PCA do not as a rule produce hard copy information disclosing your personal data.
Who we share your data with
Please note that we may on occasion be required to share your information with the following categories of recipients:
Third parties who provide services on our behalf such as marketing automation services.
Any of our service providers are subject to data processing agreements that are compliant with the requirements set out in the GDPR. Further details regarding any third parties who are located outside the EEA are set out below.
In relation to any other third parties, we will only disclose your information in the following circumstances:
• where you have given your consent;
• where we are required to do so by law or enforceable request by a regulatory body;
• where it is necessary for the purpose of, or in connection with legal proceedings or in order to exercise or defend legal rights; and
• if we sell our company, go out of business, or merge with another company.
International transfer
In certain circumstances, we may transfer your data to countries outside the EEA, which may not adhere to the same levels of data protection to which countries within the EEA are subject. Any such transfers are, at all times, made in accordance with the DPA and the GDPR.
Retention period
Your data will be stored for a maximum period of 6 years, after which time it will be destroyed if it is no longer required for the lawful purpose(s) for which it was obtained. If you consent to marketing, any information we use for this purpose will be kept with us until you notify us that you no longer wish to receive this information, unless we request your consent to store it for a longer period.

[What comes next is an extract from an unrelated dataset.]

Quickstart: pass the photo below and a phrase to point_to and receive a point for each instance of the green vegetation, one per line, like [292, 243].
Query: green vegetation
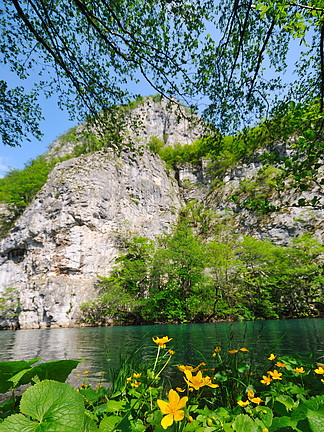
[203, 273]
[223, 152]
[231, 393]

Your rights relating to your data
Under the GDPR, you will have the following rights in relation to how we process your data:
• Right to request access – you may obtain confirmation from us as to whether or not your data is being processed and, where that is the case, access to your data.

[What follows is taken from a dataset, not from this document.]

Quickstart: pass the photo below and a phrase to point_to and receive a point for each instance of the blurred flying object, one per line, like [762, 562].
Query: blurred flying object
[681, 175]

• Right to rectification and erasure – you have the right to obtain rectification of inaccurate personal data we hold concerning you and to obtain the erasure of your data without undue delay in certain circumstances.

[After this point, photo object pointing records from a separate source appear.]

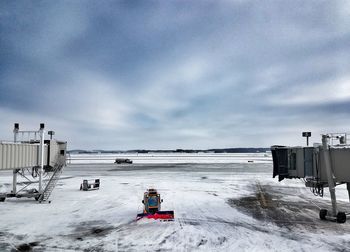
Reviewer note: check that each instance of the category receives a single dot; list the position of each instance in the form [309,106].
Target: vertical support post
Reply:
[329,172]
[42,132]
[14,181]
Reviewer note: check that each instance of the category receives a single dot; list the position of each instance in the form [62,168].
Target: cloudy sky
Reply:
[175,74]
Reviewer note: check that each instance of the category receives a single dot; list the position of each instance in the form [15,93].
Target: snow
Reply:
[218,207]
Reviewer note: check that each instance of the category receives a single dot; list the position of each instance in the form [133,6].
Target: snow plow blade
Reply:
[160,215]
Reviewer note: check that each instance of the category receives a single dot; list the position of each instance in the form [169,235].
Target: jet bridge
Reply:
[32,158]
[323,165]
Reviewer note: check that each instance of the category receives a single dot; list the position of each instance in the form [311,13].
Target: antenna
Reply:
[307,135]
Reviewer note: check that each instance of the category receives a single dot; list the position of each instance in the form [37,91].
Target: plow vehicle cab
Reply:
[152,202]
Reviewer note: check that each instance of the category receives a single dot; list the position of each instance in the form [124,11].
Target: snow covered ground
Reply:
[218,207]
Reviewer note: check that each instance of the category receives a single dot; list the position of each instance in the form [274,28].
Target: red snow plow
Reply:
[151,201]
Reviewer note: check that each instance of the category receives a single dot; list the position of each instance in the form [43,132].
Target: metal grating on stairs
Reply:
[57,171]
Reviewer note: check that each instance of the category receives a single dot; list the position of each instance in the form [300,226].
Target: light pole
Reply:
[307,135]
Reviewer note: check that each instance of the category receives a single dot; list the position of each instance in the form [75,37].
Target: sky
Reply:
[127,75]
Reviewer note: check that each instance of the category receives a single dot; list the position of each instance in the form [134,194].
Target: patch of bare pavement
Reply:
[266,204]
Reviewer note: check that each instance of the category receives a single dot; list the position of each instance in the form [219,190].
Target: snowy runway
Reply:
[218,207]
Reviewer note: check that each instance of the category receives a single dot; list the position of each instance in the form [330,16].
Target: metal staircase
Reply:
[57,171]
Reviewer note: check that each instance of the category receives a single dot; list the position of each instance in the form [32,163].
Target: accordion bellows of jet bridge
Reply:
[30,151]
[325,165]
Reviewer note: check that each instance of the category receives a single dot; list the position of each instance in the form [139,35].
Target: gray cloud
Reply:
[180,74]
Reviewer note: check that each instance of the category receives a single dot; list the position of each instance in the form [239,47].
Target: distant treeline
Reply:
[225,150]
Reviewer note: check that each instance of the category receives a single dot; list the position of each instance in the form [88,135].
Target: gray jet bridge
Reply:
[38,161]
[323,165]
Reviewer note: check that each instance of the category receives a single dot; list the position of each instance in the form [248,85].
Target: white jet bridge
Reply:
[323,165]
[37,161]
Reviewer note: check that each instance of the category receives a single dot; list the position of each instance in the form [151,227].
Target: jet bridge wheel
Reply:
[323,214]
[341,217]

• Right to restriction of processing or to object to processing – you may require us to restrict the processing we carry out on your data in certain circumstances or to object to us processing your data.
• Right to data portability – you have the right to receive your data in a structured, commonly used and machine-readable format.
• Right to withdraw consent – where you have provided your consent to us processing your data, you have the right to withdraw your consent at any time. This can be done by contacting us at the above address at any time or by clicking the “unsubscribe” link on any marketing communications you receive from us.
• Right to lodge a complaint – you may lodge a complaint with the Information Commissioner’s Office.
For further information on your rights, please see the Information Commissioner’s website at https://ico.org.uk.
Additional information
There is no statutory or contractual requirement for you to provide your data to us and you are not obliged to do so. Please note, however, that we may not be able to provide you with the services you have requested if you do not provide your contact details. As set out in our cookies policy, our website may not be able to function fully if you do not agree to certain cookies being set on your computer.
We do not undertake automated decision-making or profiling on your data.
We keep our privacy policy under constant review and may change it from time to time to reflect our practices or to remain compliant with relevant legislation. We will notify you of any material changes to our privacy policy via a notification on our website. Your continued use of this website or our other marketing services, following the posting of changes to these terms, will mean you accept these changes.